Beijing: Less than a week after he took over as the new leader of the ruling Communist Party of China, Xi Jinping began carrying out reshuffle of provincial Party officials, including the Chongqing city headed by disgraced party leader Bo Xilai and country`s biggest city Shanghai.
Xi began the reshuffle with the appointment of former Agricultural Minister Sun Zhengcai, 49 as the new Party Chief of 33 million people strong Chongqing, which acquired notoriety after Bo`s disgraceful exit.
Sun, who has no princeling tag and worked in rural areas, would replace outgoing chief Zhang Dejiang recently promoted to the seven member Politburo Standing Committee headed by Xi, which rules the country.
Sun, a more down to earth activist, was expected to carry out people friendly policies in the city still enamoured by Bo, who despite his despotic style of functioning modernised the city by systematically cracking down on the local mafias.
Bo also cultivated the image of a pro-poor leader playing up on Mao Zedong`s legacy.

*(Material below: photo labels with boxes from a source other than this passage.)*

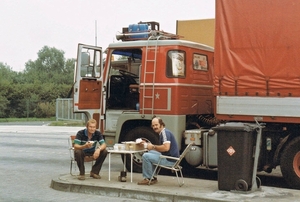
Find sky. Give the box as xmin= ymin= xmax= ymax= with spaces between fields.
xmin=0 ymin=0 xmax=215 ymax=71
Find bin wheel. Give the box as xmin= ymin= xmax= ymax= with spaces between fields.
xmin=234 ymin=179 xmax=248 ymax=191
xmin=256 ymin=176 xmax=261 ymax=188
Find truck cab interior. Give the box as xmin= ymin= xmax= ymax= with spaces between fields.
xmin=106 ymin=49 xmax=142 ymax=110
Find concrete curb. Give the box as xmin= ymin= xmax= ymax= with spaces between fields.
xmin=51 ymin=172 xmax=300 ymax=202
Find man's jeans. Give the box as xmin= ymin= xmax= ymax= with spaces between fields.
xmin=143 ymin=150 xmax=175 ymax=179
xmin=75 ymin=149 xmax=107 ymax=175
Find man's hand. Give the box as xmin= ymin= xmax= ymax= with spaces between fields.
xmin=93 ymin=148 xmax=101 ymax=159
xmin=84 ymin=142 xmax=93 ymax=148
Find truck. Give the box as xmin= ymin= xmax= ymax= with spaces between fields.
xmin=74 ymin=0 xmax=300 ymax=189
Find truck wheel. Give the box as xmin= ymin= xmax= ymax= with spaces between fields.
xmin=234 ymin=179 xmax=248 ymax=191
xmin=280 ymin=137 xmax=300 ymax=189
xmin=122 ymin=126 xmax=158 ymax=173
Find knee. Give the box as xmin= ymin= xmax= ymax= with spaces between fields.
xmin=100 ymin=149 xmax=108 ymax=157
xmin=74 ymin=150 xmax=83 ymax=156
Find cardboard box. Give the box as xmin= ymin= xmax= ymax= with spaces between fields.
xmin=124 ymin=141 xmax=144 ymax=151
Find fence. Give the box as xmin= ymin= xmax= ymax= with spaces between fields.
xmin=56 ymin=98 xmax=86 ymax=121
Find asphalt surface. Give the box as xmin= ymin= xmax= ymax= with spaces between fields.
xmin=51 ymin=163 xmax=300 ymax=202
xmin=0 ymin=123 xmax=300 ymax=202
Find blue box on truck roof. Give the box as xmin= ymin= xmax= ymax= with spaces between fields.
xmin=128 ymin=24 xmax=148 ymax=38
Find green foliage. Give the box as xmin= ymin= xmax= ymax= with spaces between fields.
xmin=0 ymin=46 xmax=75 ymax=118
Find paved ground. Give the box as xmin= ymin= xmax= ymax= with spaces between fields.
xmin=51 ymin=155 xmax=300 ymax=202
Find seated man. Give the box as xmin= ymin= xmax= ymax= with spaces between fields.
xmin=138 ymin=117 xmax=179 ymax=185
xmin=74 ymin=119 xmax=107 ymax=180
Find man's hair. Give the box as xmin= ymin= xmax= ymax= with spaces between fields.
xmin=152 ymin=117 xmax=166 ymax=127
xmin=86 ymin=119 xmax=97 ymax=127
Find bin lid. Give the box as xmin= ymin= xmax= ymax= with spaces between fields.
xmin=212 ymin=122 xmax=259 ymax=132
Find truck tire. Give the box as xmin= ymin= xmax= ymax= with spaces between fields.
xmin=280 ymin=137 xmax=300 ymax=189
xmin=122 ymin=126 xmax=159 ymax=173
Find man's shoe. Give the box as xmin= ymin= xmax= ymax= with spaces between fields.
xmin=78 ymin=175 xmax=85 ymax=180
xmin=138 ymin=179 xmax=157 ymax=185
xmin=151 ymin=177 xmax=158 ymax=184
xmin=90 ymin=172 xmax=101 ymax=179
xmin=138 ymin=179 xmax=149 ymax=185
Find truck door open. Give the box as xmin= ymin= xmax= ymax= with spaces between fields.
xmin=74 ymin=44 xmax=103 ymax=123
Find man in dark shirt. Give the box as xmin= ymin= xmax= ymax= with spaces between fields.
xmin=138 ymin=117 xmax=179 ymax=185
xmin=74 ymin=119 xmax=107 ymax=180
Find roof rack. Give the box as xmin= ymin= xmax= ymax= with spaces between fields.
xmin=116 ymin=21 xmax=182 ymax=41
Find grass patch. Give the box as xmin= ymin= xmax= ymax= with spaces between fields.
xmin=0 ymin=117 xmax=56 ymax=122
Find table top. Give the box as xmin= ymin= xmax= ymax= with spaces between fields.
xmin=107 ymin=149 xmax=148 ymax=154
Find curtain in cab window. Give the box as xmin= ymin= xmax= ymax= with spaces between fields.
xmin=166 ymin=50 xmax=186 ymax=78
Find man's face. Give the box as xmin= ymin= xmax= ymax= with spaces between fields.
xmin=87 ymin=123 xmax=96 ymax=134
xmin=152 ymin=119 xmax=163 ymax=133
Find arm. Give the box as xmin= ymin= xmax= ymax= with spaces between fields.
xmin=74 ymin=142 xmax=93 ymax=150
xmin=147 ymin=142 xmax=170 ymax=152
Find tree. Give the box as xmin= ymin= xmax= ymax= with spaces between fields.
xmin=0 ymin=46 xmax=75 ymax=117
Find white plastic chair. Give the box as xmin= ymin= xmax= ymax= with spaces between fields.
xmin=149 ymin=143 xmax=194 ymax=187
xmin=68 ymin=135 xmax=95 ymax=175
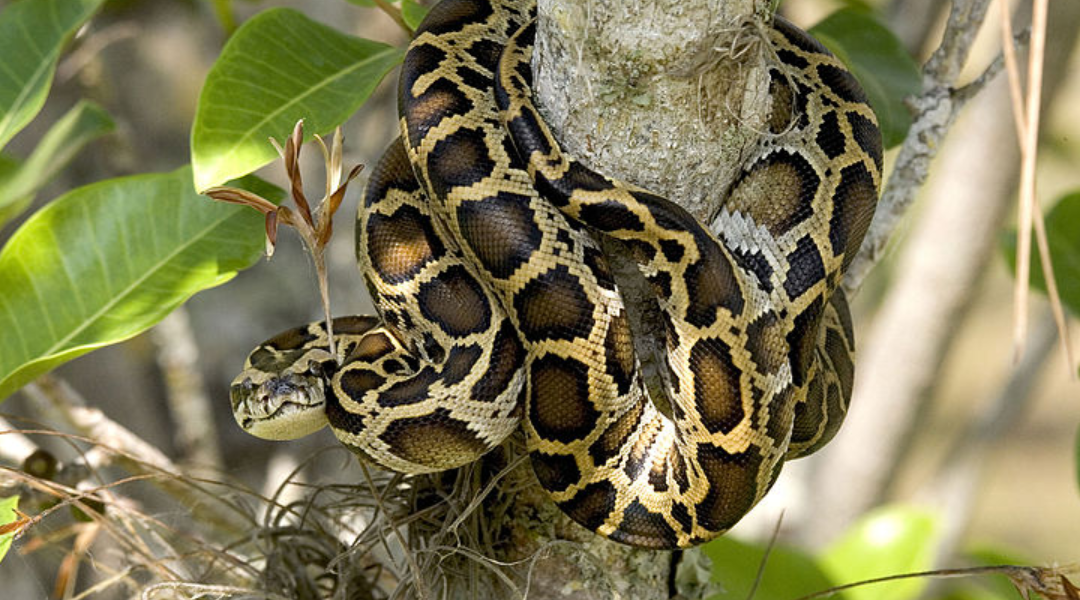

In Chinese politics, provincial Chief of the Party wielded enormous amount of power in their respective places as they functioned as political and administrative heads of the area.
Xi also appointed Han Zheng as Chief of Shanghai, which he headed before becoming Vice President.
Han replaces Yu Zhengsheng, who was appointed to the Standing Committee of the Politburo. Born in 1954, Han is currently also mayor of Shanghai.
The new appointments followed as Xi consolidated his hold over the Party after taking over as General Secretary and Military Chief from outgoing leader Hu Jintao.
Xi will formally take over as President in March next year when Hu completely retires along with Premier Wen Jiabao and other leaders.
Two days ago, Xi consolidated his hold on the administration by down grading the post of Internal Security Chief from Standing Committee member to a politburo member.
He appointed Meng Jianzhu, the Minister of Public Security, replacing Zhou Yangkong, the member of the erstwhile Standing Committee who was regarded as supporter of Bo.
Also with a budget of USD 110 billion, internal security portfolio emerged as the most powerful as it had bigger budget than the USD 100 billion defence spending.
Meng functioned under the Standing Committee making him less powerful than his predecessor.
Xi is expected to consolidate his hold on the party further with more appointments in the coming weeks.
He also laid an emphasis on rooting out corruption.
In his speech to 24 members of the Political Bureau, Xi asked Party leaders, especially high-ranking ones, to build a clean government, show self-discipline and restrain their relatives and associates.
"A large number of facts show that corruption could kill the Party and ruin the country, if it were to become increasingly severe, and we must be vigilant," he said.
He asked officials to learn from the experiences of other countries, where "corruption has played a big role in conflicts that grew over lengthy periods, and it has led to popular discontent, social unrest and the overthrow of the political power".
"There have been serious breaches of discipline in the Party in recent years. Some of these cases were very bad, and they have had a terrible, appalling political impact," he said.
Besides Bo, some high-ranking officials have fallen from power in recent years because of corruption including former minister of railways Liu Zhijun and former Shenzhen mayor Xu Zongheng, state-run China Daily reported.